Agents are bad at knowing what they don’t know
My Marketing agent once confidently reported a Steam Next Fest deadline that was wrong by two months. It had picked up an outdated date from a cached web result and presented it as fact. I only caught it because I knew the real date. This is the fundamental limitation — agents sound authoritative whether they’re right or wrong. The mitigation: cross-checking between agents (Secretary validates Marketing’s claims against RnD’s data) and requiring source links for every finding.

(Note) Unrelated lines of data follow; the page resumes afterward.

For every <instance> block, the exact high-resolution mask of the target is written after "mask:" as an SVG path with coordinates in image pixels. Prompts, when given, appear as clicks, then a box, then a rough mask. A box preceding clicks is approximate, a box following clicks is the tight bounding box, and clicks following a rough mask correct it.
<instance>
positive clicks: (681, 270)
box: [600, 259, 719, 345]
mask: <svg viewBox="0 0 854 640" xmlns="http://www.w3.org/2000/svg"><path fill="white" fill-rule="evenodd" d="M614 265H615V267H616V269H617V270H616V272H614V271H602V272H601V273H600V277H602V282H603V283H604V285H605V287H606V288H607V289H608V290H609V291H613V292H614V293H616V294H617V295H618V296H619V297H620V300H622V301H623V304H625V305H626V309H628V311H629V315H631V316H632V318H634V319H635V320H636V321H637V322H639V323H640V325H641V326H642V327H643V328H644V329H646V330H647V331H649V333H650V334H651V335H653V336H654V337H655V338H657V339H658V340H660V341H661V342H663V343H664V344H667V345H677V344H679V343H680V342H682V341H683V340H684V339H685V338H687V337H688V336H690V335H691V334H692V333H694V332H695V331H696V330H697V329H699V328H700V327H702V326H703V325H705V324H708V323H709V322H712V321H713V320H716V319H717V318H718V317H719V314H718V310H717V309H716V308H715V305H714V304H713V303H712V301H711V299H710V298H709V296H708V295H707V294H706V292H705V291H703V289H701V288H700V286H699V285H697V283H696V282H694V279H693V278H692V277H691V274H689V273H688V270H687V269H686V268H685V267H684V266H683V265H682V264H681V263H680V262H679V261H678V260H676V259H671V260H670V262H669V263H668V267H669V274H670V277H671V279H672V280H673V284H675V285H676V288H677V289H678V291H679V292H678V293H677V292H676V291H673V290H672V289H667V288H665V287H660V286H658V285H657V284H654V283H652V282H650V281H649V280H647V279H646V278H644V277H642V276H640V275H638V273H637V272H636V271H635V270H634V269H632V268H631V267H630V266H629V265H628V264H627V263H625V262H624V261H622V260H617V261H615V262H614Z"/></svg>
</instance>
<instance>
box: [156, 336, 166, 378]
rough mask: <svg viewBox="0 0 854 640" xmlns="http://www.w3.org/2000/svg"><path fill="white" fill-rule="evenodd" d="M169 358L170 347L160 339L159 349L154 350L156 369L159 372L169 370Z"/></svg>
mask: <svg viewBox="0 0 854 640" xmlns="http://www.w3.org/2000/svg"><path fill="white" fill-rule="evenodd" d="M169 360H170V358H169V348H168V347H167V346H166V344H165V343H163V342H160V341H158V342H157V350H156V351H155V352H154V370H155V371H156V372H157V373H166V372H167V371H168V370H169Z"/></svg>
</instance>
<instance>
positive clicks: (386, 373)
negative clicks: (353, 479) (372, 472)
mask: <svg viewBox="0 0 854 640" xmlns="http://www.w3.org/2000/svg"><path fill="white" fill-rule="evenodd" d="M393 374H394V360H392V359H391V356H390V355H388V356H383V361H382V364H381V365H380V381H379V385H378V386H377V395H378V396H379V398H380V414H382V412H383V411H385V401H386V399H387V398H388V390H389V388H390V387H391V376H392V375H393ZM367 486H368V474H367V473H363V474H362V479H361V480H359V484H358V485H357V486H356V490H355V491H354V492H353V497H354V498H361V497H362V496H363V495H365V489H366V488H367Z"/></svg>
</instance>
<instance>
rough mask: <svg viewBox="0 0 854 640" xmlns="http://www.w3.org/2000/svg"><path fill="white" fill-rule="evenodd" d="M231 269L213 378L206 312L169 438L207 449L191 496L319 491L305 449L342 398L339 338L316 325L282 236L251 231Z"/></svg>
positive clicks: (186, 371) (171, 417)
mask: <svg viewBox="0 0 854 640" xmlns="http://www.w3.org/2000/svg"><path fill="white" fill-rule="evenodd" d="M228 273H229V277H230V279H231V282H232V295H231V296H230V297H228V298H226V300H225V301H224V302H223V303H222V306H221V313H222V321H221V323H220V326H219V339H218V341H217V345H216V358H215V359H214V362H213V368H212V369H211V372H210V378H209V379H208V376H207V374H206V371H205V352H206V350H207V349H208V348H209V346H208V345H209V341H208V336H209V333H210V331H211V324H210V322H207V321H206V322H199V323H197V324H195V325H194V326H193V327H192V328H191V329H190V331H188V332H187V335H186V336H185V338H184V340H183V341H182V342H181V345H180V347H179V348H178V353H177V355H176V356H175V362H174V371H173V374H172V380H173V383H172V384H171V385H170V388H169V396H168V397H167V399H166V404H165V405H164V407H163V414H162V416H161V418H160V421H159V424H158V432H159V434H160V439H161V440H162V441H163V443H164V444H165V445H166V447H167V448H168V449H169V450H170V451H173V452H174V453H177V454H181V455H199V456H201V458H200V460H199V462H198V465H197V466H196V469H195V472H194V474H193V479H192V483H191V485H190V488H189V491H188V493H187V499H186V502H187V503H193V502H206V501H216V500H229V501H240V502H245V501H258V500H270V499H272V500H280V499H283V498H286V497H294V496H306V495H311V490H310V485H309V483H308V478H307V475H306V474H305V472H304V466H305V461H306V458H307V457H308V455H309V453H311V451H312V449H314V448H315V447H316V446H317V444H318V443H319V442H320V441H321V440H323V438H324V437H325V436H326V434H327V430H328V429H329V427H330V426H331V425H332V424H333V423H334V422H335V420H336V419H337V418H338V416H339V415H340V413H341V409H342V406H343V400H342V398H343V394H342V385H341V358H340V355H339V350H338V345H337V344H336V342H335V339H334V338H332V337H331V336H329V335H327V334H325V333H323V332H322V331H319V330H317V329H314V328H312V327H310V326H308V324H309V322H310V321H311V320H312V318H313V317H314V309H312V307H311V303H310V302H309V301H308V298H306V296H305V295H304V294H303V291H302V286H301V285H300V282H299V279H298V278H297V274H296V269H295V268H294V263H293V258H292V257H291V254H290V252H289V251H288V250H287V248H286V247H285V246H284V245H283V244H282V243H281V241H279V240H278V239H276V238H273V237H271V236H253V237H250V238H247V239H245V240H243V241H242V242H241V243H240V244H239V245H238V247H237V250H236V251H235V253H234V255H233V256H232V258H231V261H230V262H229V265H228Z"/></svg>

The 80/20 of agent autonomy
About 80% of what my agents produce is genuinely useful — it saves me hours of manual research and monitoring. The other 20% needs correction or is noise. The key insight: design for the 20%. Make it easy to correct agents (persistent memory means corrections stick), make it easy to spot errors (require sources, use structured output), and never let agents take irreversible actions without confirmation.
Cost is manageable but not free
Running 7 agents with daily scans, ad-hoc conversations, and inter-agent routing costs roughly what you’d expect from heavy Claude API usage. The session compaction feature (summarizing long conversations to stay within context limits) helps significantly. The biggest cost driver isn’t the scans — it’s the inter-agent routing, where context gets duplicated across multiple agent invocations.
Real usage numbers from my deployment — 7 agents, 30 days.
The agents improve themselves
This sounds like hype, but it’s literally true in a mundane way. Agents write their own CLAUDE.md files (persistent instructions), accumulate memory entries, and refine their skills based on feedback. My Secretary agent’s CLAUDE.md started as a few lines and is now a detailed operational document with watchlists, flags, deadlines, and editorial guidelines — all written by the agent based on corrections I’ve made over weeks.
Persistent memory — agents accumulate knowledge entries that survive across sessions.
The Paper
I wrote up the architecture formally: Nebula: Decoupling Agent Identity from Runtime in Multi-Agent LLM Systems. It covers the data model, context composition pipeline, @mention routing, concurrent execution with context-keyed isolation, and the trade-offs.
It’s a systems/engineering paper, not a benchmarks paper. The contribution is the architectural pattern and the documentation of what it enables in practice.
Try It
Nebula is open source (AGPL-3.0), self-hosted, and runs as a single Node.js container with SQLite.
1
2
git clone https://github.com/reforia/Nebula.git
cd Nebula && npm install && npm start
Or with Docker on Linux:
1
2
3
4
git clone https://github.com/reforia/Nebula.git
cd Nebula && cp .env.example .env
echo "NEBULA_ENCRYPTION_KEY=$(openssl rand -hex 32)" >> .env
docker compose up -d
You need at least one CLI runtime installed (Claude Code, OpenCode, Codex CLI, or Gemini CLI). The setup wizard walks you through creating your first agent.
The setup wizard guides you through account creation, runtime detection, and first agent setup.
GitHub: reforia/Nebula
This isn’t a polished SaaS product — it’s a tool I built because I needed it, and I’m sharing it because the architecture might be useful to others building multi-agent systems. Issues, feedback, and contributions welcome.